Zusammenarbeit mit regionalen Künstlern

Am Ende der Dreharbeiten kam Material von weit über 20 Stunden zusammen. Nach dem Schnitt sollen daraus 70 Minuten werden. In diesen zeigen hiesige Fahrer ihre Lieblingstrails und erklären in Interviews ihre Faszination für den Sport. Wichtig war es, dem Filmteam um Friedrich, dass nicht nur die Fahrer, sondern auch der Großteil der Musik aus der Region kommt. So konnten die aus Dresden stammenden Indie-Rocker von Trains on Fire, The Smokkings, The Naked Hands und Last Dangerous Racoons sowie die Electro-Musiker Insect O., Alec Troniq und Sandrow M. für den Soundtrack gewonnen werden.

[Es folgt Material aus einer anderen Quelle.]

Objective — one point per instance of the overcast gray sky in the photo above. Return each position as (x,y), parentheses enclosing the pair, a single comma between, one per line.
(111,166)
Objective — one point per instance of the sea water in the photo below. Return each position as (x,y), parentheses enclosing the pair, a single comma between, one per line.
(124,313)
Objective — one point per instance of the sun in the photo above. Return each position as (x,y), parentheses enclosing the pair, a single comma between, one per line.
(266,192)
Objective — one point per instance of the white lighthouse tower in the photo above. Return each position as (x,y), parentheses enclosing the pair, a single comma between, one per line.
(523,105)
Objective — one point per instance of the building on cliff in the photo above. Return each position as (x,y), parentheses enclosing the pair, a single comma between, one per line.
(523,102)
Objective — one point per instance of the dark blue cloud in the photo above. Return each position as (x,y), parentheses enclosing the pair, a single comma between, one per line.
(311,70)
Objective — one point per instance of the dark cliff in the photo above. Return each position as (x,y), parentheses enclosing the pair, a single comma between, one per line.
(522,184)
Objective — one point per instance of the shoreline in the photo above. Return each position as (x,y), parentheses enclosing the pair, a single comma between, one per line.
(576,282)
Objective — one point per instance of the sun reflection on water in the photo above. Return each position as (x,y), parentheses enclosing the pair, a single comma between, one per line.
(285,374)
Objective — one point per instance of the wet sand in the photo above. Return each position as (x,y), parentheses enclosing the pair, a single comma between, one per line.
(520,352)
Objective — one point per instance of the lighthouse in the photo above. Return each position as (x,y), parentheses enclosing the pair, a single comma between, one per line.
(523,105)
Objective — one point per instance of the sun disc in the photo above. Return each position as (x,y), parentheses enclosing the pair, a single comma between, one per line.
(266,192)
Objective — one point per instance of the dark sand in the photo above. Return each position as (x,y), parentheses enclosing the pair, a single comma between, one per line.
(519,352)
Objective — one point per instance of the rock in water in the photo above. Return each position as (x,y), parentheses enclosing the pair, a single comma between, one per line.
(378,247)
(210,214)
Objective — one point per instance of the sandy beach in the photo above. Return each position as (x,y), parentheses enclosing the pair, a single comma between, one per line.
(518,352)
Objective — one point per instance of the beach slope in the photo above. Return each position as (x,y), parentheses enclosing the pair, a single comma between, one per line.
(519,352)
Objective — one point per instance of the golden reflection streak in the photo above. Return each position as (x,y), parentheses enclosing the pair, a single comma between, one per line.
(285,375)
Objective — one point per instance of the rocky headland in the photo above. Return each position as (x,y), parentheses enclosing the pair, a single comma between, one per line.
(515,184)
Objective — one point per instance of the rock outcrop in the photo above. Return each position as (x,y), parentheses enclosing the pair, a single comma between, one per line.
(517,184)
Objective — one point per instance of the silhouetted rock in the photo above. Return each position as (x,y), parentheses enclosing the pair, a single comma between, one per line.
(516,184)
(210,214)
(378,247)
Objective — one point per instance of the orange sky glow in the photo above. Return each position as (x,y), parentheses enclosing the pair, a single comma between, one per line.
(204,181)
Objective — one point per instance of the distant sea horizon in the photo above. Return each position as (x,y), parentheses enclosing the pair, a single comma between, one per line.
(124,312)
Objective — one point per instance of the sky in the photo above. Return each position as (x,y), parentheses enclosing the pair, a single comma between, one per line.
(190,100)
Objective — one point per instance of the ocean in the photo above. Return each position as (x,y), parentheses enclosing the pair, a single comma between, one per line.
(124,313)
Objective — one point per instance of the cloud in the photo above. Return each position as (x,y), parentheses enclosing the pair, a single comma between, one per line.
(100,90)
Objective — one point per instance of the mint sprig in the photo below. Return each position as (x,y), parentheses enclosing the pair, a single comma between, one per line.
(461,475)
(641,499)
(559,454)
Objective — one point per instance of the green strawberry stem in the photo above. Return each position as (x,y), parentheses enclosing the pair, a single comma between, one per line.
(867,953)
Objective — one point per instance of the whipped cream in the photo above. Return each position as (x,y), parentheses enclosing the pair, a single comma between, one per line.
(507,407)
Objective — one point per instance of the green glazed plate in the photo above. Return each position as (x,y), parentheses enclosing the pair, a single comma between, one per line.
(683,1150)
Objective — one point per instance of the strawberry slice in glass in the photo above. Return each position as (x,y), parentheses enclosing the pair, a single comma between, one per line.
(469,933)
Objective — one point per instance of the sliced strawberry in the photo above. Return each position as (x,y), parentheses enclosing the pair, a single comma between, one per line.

Schon vor der Fertigstellung scheint eines sicher: „Wurzeln, Dreck und Steine“ wird ein Erfolg. So ganz will das Anton Friedrich zwar noch nicht glauben, doch ist dem Macher der Optimismus durchaus anzusehen. Denn schon lange vor dem finalen Schnitt gab es bereits erste Interessenten, die den Film zeigen wollen. Neben Freunden aus Berlin, Davos, Jena und Beirut gab es auch Anfragen aus Hamburg, Köln und Göttingen. Dann ginge es auch für den Film auf Geländefahrt.

Die Premiere von „Wurzeln, Dreck und Steine“ am 23. März um 22 Uhr in der Schauburg Dresden ist ausverkauft. Weitere Vorstellungen gibt es am 27. März (20 Uhr) und 6. April (18 Uhr).

Die Premierenparty steigt nach der Vorstellung am 23. März im Alten Wettbüro mit einem Liveauftritt von Last Dangerous Racoons und den DJs Bob Wax und Insect O.